The second part of the Niebuhr quotation is inextricably linked to the first, because without belief in the possibility of a better life, or a better world, or just a better year, there would be no hope. We need faith not only in God but in our leaders, in our neighbors, and in ourselves. The faith and unity of the survivors of the Sandy Hook victims have borne fruit during 2013 in the form of stricter gun laws in Connecticut and other states. The Newtown families and friends established a website (sandyhookpromise.org), on which individuals can take the promise or pledge (see website). So far, over 300,000 have done so.

Ellen Goodman, long-time nationally syndicated columnist, expressed the type of faith needed in our country in a recent a few years ago. Her point was that the worst economic situation in America since the Great Depression will perhaps make more people realize what truly matters in life – and it’s not material possessions. Goodman frames the economic crisis as an opportunity for significant, long-term change in American values, and she expresses faith that it is possible.

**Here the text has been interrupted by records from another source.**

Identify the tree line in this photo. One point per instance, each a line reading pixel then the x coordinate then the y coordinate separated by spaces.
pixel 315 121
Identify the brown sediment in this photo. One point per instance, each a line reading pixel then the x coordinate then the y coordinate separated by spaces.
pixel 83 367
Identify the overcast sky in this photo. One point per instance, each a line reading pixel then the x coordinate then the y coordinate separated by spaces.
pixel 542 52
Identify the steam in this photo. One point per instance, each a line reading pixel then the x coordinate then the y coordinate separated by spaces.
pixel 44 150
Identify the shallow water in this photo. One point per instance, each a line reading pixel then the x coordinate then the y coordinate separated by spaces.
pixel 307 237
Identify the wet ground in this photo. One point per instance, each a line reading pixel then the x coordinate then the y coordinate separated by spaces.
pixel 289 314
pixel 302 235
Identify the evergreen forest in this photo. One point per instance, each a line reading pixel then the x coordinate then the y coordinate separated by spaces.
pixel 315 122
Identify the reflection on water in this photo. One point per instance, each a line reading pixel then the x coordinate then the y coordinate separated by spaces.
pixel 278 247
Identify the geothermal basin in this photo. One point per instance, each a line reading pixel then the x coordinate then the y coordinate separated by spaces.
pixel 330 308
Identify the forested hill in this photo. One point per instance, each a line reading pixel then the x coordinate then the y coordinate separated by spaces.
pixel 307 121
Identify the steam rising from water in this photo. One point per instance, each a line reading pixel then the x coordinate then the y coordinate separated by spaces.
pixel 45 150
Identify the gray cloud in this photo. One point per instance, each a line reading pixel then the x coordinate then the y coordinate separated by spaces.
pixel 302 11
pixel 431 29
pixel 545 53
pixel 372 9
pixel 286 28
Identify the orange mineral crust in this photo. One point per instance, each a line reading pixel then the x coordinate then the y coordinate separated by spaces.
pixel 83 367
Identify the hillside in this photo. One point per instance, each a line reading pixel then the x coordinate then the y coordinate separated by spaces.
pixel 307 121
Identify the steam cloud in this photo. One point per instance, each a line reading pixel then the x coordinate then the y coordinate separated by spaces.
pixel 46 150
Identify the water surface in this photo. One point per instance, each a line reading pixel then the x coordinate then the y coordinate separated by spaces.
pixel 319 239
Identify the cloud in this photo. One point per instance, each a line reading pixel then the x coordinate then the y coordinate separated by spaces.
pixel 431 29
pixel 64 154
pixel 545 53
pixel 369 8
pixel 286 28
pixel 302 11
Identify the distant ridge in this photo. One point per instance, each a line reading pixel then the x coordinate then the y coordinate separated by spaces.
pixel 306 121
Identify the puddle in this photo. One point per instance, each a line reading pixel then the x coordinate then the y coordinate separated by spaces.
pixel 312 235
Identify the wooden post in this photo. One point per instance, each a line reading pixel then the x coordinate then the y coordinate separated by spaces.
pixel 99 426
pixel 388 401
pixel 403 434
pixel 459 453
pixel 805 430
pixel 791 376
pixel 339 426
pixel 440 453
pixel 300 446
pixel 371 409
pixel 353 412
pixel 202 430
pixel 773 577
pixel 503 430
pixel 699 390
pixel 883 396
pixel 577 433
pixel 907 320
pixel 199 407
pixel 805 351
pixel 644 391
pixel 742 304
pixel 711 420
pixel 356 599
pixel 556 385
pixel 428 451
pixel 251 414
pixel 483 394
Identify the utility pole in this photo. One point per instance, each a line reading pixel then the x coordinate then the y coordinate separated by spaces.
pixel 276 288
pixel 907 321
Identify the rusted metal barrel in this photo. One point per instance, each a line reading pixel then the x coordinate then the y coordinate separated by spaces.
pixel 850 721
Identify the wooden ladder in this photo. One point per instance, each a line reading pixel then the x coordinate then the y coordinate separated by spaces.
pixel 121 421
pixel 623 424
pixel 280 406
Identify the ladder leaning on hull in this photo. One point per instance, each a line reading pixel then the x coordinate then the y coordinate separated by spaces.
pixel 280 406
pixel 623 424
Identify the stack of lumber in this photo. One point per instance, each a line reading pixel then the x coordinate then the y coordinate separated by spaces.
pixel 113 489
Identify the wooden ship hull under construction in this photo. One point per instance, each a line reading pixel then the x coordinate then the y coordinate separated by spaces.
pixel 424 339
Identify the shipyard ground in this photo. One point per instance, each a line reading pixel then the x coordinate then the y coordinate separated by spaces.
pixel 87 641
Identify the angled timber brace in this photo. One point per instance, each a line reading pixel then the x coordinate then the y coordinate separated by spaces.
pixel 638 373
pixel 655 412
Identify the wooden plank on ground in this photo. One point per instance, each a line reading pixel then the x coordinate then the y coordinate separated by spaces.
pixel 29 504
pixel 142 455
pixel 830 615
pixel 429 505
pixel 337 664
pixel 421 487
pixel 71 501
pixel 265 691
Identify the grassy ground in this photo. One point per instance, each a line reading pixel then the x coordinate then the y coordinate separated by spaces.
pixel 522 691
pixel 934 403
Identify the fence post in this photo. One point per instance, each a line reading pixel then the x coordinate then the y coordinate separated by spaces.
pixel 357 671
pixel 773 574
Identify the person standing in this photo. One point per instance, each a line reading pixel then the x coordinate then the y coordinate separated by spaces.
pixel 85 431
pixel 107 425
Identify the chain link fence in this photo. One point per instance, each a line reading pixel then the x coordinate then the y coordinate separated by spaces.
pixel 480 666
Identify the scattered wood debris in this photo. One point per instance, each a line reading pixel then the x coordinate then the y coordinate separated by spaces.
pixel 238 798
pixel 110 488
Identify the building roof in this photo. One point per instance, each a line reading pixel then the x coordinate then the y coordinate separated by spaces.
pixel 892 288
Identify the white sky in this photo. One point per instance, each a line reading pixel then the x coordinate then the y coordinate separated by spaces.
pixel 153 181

In their new book One Can Make a Difference, Ingrid Newkirk and  Jane Ratcliffe offer the essays of 54 people, some famous, most unknown, who did something significant at some point in their lives. Both the authors and the people in their essays illustrate faith in human nature that we can always do better.

 

To illustrate the third part of the Niebuhr quotation, I would offer a few examples from my own experience writing for a local newspaper. Over the course of three years, I have met, interviewed, and written about  hundreds of people -including a grief counselor for young adults who have lost a relative or close friend, a man who began an organization to help kids with special needs, a nurse who opened a clinic to provide medical care for the uninsured, a caregiver for older adults, a man who collects and distributes food each week to honor his young son who died, lay missionaries, church groups, ministers, and many others - who, with the help of a spouse, friend, relative, or co-worker, or on their own, demonstrate love for others through their vocation or their avocation. Once more, I cite the Sandy Hook families and friends demonstrating love not only for their own children but for all children in this country by working together to improve the society in which children live and grow up.